The need for evidence

The resurrection of a treatment philosophy and techniques similar to those used in the first quarter of the last century (but later rejected) should be treated with great caution, at least until fresh evidence is produced to demonstrate definite advantages in terms of aesthetics or dental health while at the same time providing long term stability. After 25 years of being lobbied, are we not entitled to ask where are the clinical trials that would be necessary to provide convincing evidence?

There is undoubtedly room for improvement in the way that orthodontics is administered and carried out in the UK. However, it is a mature specialty with a strong academic base and respect for scientific evidence. The inference in the programme that specialist training supported by research is of doubtful relevance or validity confronts all dentists who value structured training and evidence based clinical practice. The message enshrined in the 'alternative' treatment philosophy is well known to all orthodontists. If this consistently delivered what it promises, there would be no controversy as orthodontists would all recognise the benefits.

No, this was not whistleblowing but an act of scaremongering, causing unwarranted anxiety in the minds of many thousands of parents and children. Scaremongering is not new to dentistry, as the media handling of the amalgam, frequency of dental examinations and fluoridation controversies has shown. In all these issues, scaremongering tactics continue to be used selectively to manipulate the vulnerable without any solid scientific evidence.

Responsibilities

We live in a society of free speech but we, as dentists, are also privileged to be members of a self regulated profession and, as such, have responsibilities to fulfil. However, the principle of self regulation is threatened by the irresponsible behaviour of some of its own members. Through its elected representative bodies, the profession must consider the issue of professional accountability when some of its members create unwarranted anxiety in the general population by engaging in negative campaigning and scaremongering.

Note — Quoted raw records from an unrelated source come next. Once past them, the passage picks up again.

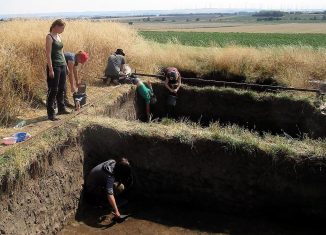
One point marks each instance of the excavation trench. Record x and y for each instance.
(175, 180)
(260, 112)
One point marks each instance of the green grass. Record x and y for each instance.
(244, 39)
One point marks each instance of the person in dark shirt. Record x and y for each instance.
(105, 178)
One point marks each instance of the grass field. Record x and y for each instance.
(23, 62)
(236, 27)
(207, 39)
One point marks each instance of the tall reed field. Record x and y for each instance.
(23, 60)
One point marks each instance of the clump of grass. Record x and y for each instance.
(23, 61)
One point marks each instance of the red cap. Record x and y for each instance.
(83, 56)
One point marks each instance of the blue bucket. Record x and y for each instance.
(172, 100)
(21, 136)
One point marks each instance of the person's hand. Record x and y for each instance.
(51, 73)
(116, 214)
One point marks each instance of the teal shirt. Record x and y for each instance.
(57, 53)
(145, 92)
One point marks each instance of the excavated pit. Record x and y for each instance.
(175, 181)
(258, 112)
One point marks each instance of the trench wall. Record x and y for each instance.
(267, 113)
(205, 174)
(41, 199)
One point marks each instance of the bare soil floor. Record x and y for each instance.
(234, 27)
(37, 121)
(148, 218)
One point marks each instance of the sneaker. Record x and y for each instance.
(53, 118)
(63, 112)
(69, 105)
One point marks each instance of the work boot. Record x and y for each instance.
(63, 112)
(53, 118)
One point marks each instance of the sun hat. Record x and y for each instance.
(119, 51)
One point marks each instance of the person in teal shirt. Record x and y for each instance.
(146, 92)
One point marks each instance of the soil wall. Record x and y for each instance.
(266, 114)
(47, 194)
(205, 174)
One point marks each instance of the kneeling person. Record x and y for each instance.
(107, 177)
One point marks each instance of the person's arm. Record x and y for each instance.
(71, 76)
(114, 205)
(122, 67)
(48, 48)
(167, 85)
(77, 82)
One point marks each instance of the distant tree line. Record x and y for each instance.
(269, 14)
(268, 18)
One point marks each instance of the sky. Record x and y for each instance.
(48, 6)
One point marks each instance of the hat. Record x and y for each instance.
(83, 56)
(120, 52)
(172, 74)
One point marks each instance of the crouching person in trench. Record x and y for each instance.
(107, 180)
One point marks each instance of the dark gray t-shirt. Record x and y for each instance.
(101, 176)
(114, 65)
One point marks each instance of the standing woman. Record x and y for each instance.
(56, 70)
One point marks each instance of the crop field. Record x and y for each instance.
(207, 39)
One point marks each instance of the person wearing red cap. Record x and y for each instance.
(73, 60)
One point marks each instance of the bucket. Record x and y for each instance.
(80, 98)
(9, 140)
(172, 100)
(82, 88)
(21, 136)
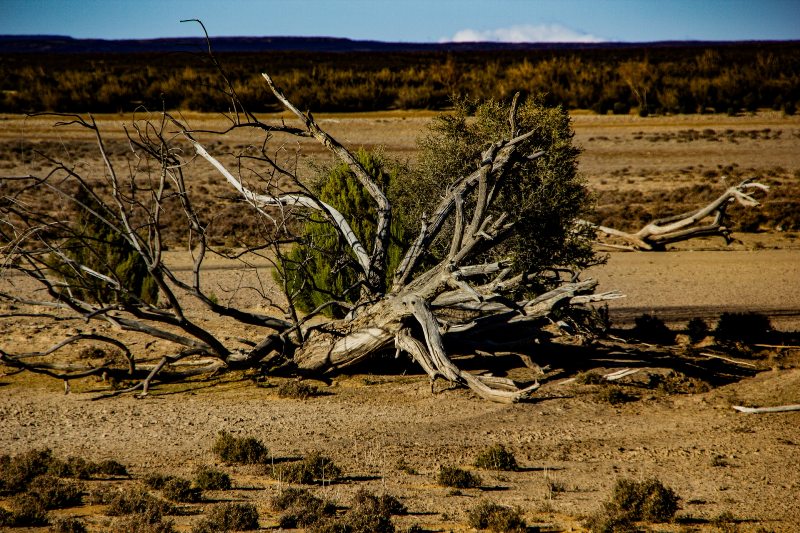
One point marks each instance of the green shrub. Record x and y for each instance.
(68, 525)
(211, 479)
(743, 327)
(321, 268)
(314, 468)
(301, 508)
(102, 249)
(633, 501)
(28, 510)
(498, 518)
(56, 493)
(157, 481)
(496, 457)
(244, 450)
(18, 471)
(135, 500)
(229, 517)
(181, 490)
(452, 476)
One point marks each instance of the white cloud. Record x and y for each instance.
(524, 33)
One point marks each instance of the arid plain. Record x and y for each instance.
(390, 433)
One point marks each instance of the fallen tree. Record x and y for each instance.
(495, 257)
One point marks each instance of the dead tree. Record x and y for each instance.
(466, 296)
(685, 226)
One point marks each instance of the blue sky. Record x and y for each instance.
(412, 20)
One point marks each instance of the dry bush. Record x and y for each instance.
(301, 508)
(244, 450)
(181, 490)
(496, 457)
(229, 517)
(497, 518)
(633, 501)
(207, 478)
(458, 478)
(314, 468)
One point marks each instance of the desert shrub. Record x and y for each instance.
(498, 518)
(320, 267)
(496, 457)
(615, 395)
(297, 390)
(56, 493)
(743, 327)
(452, 476)
(245, 450)
(697, 329)
(545, 196)
(18, 471)
(110, 254)
(142, 523)
(27, 510)
(68, 525)
(633, 501)
(314, 468)
(650, 328)
(156, 481)
(678, 383)
(229, 517)
(110, 467)
(301, 508)
(181, 490)
(135, 500)
(211, 479)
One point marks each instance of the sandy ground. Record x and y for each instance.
(743, 467)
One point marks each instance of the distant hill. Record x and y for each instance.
(50, 44)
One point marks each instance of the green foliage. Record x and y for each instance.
(229, 517)
(99, 247)
(743, 327)
(543, 197)
(496, 457)
(181, 490)
(245, 450)
(458, 478)
(497, 518)
(321, 267)
(314, 468)
(207, 478)
(300, 508)
(633, 501)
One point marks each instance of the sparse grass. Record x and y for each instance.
(56, 493)
(633, 501)
(181, 490)
(298, 390)
(678, 383)
(496, 457)
(68, 525)
(312, 469)
(301, 508)
(207, 478)
(452, 476)
(497, 518)
(229, 517)
(615, 395)
(135, 500)
(244, 450)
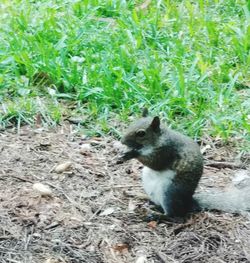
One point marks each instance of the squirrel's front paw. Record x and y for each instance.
(127, 156)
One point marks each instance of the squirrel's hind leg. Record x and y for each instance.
(177, 201)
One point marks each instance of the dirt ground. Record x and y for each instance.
(96, 210)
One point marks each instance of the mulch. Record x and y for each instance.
(97, 209)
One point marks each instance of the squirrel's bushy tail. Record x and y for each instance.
(232, 200)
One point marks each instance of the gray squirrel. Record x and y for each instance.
(173, 166)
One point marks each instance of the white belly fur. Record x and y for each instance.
(155, 183)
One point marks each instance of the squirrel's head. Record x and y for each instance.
(143, 132)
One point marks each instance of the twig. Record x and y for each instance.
(221, 165)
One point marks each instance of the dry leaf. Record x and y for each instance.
(42, 189)
(85, 148)
(121, 248)
(152, 224)
(141, 259)
(51, 260)
(63, 167)
(131, 206)
(107, 211)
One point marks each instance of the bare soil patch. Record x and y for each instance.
(96, 211)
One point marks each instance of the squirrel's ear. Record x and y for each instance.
(145, 112)
(155, 124)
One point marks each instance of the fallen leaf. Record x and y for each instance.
(121, 248)
(152, 224)
(52, 260)
(85, 148)
(63, 167)
(107, 211)
(42, 189)
(131, 206)
(141, 259)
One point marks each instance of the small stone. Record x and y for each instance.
(42, 189)
(63, 167)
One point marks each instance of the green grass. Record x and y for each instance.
(188, 61)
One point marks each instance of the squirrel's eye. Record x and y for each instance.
(141, 133)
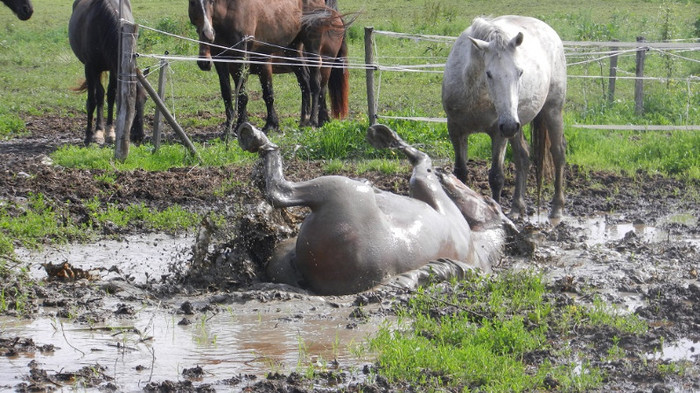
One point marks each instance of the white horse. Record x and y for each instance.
(503, 73)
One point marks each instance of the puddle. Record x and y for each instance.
(241, 340)
(141, 257)
(682, 349)
(598, 230)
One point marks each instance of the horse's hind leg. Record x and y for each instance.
(93, 88)
(460, 144)
(424, 184)
(521, 158)
(265, 76)
(111, 95)
(222, 70)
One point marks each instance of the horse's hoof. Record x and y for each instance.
(253, 140)
(557, 212)
(111, 136)
(99, 137)
(382, 137)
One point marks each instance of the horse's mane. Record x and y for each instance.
(483, 29)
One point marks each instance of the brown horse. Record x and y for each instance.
(230, 24)
(357, 236)
(93, 32)
(22, 8)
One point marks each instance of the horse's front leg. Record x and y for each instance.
(521, 158)
(265, 76)
(110, 136)
(94, 104)
(315, 87)
(225, 86)
(323, 116)
(498, 152)
(555, 127)
(239, 80)
(460, 144)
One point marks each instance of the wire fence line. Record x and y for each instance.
(573, 49)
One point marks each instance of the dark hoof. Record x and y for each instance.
(382, 137)
(253, 140)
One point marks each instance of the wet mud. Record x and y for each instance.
(137, 311)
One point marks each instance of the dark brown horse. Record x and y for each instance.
(22, 8)
(93, 32)
(230, 24)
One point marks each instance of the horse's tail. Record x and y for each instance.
(542, 157)
(338, 82)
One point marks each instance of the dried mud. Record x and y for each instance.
(650, 268)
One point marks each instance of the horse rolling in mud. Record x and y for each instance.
(228, 26)
(93, 32)
(22, 8)
(503, 73)
(357, 236)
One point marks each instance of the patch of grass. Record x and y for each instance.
(173, 218)
(34, 224)
(213, 153)
(39, 222)
(475, 335)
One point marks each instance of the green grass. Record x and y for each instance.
(476, 335)
(214, 153)
(39, 221)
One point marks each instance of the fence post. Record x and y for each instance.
(369, 61)
(126, 95)
(168, 117)
(639, 81)
(157, 123)
(613, 73)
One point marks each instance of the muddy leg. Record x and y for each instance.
(424, 185)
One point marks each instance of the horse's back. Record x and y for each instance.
(93, 30)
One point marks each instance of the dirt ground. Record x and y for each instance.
(654, 275)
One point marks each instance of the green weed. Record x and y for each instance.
(475, 334)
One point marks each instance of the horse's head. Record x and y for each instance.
(22, 8)
(503, 74)
(200, 12)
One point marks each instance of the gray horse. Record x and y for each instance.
(501, 74)
(357, 236)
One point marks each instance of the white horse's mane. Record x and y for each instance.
(483, 29)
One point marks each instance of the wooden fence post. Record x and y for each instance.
(168, 117)
(639, 82)
(369, 61)
(613, 74)
(126, 94)
(157, 123)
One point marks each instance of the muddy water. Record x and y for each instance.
(157, 343)
(153, 346)
(254, 338)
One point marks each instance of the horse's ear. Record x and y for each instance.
(515, 42)
(479, 44)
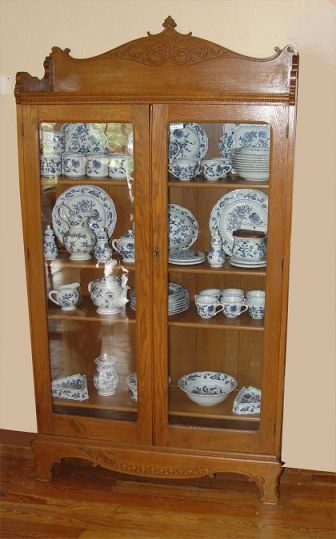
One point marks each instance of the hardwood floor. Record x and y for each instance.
(93, 503)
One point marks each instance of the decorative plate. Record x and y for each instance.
(247, 401)
(85, 138)
(236, 209)
(182, 227)
(80, 198)
(190, 141)
(186, 257)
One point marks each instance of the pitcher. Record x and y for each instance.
(78, 238)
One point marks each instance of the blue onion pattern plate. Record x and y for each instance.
(191, 141)
(238, 209)
(85, 138)
(182, 227)
(82, 198)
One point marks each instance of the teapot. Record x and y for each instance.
(125, 246)
(78, 237)
(109, 293)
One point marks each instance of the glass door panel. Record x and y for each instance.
(88, 229)
(218, 182)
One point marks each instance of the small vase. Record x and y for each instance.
(106, 377)
(102, 250)
(49, 246)
(216, 256)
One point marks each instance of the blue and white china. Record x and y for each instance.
(185, 257)
(233, 306)
(230, 292)
(51, 165)
(216, 254)
(72, 387)
(120, 166)
(97, 165)
(106, 378)
(78, 238)
(73, 165)
(248, 401)
(83, 198)
(255, 294)
(109, 293)
(52, 142)
(207, 306)
(207, 388)
(49, 244)
(178, 299)
(184, 169)
(256, 309)
(188, 140)
(85, 138)
(125, 246)
(183, 227)
(214, 292)
(66, 296)
(249, 246)
(240, 208)
(102, 250)
(214, 169)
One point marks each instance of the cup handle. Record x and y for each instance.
(50, 295)
(114, 245)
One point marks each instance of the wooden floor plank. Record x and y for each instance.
(83, 502)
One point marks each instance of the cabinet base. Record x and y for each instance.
(160, 463)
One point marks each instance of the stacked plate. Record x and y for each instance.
(251, 163)
(178, 299)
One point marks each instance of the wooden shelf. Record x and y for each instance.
(86, 312)
(181, 406)
(63, 261)
(233, 181)
(85, 180)
(190, 318)
(206, 268)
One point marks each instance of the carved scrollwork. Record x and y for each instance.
(100, 458)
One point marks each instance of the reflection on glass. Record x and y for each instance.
(88, 233)
(218, 177)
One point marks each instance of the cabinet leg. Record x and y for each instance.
(268, 484)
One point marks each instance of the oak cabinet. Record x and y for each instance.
(155, 100)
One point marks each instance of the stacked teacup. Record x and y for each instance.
(251, 163)
(255, 300)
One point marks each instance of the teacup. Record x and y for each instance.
(184, 169)
(51, 165)
(249, 246)
(66, 296)
(231, 292)
(255, 294)
(52, 142)
(207, 306)
(214, 169)
(256, 307)
(215, 292)
(233, 306)
(73, 164)
(97, 165)
(120, 166)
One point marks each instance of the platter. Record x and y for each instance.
(240, 208)
(182, 227)
(85, 138)
(191, 141)
(81, 198)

Dentists must be responsible for supplying balanced information to the public, based on the best evidence available. Where there are new therapies, these should undergo rigorous scientific investigation. Regrettably, in the case of those who advocate the alternative approach to orthodontic treatment, attempts to gather the clinical records required for scientific scrutiny have been unsuccessful. Collaboration with research institutions thus remains elusive.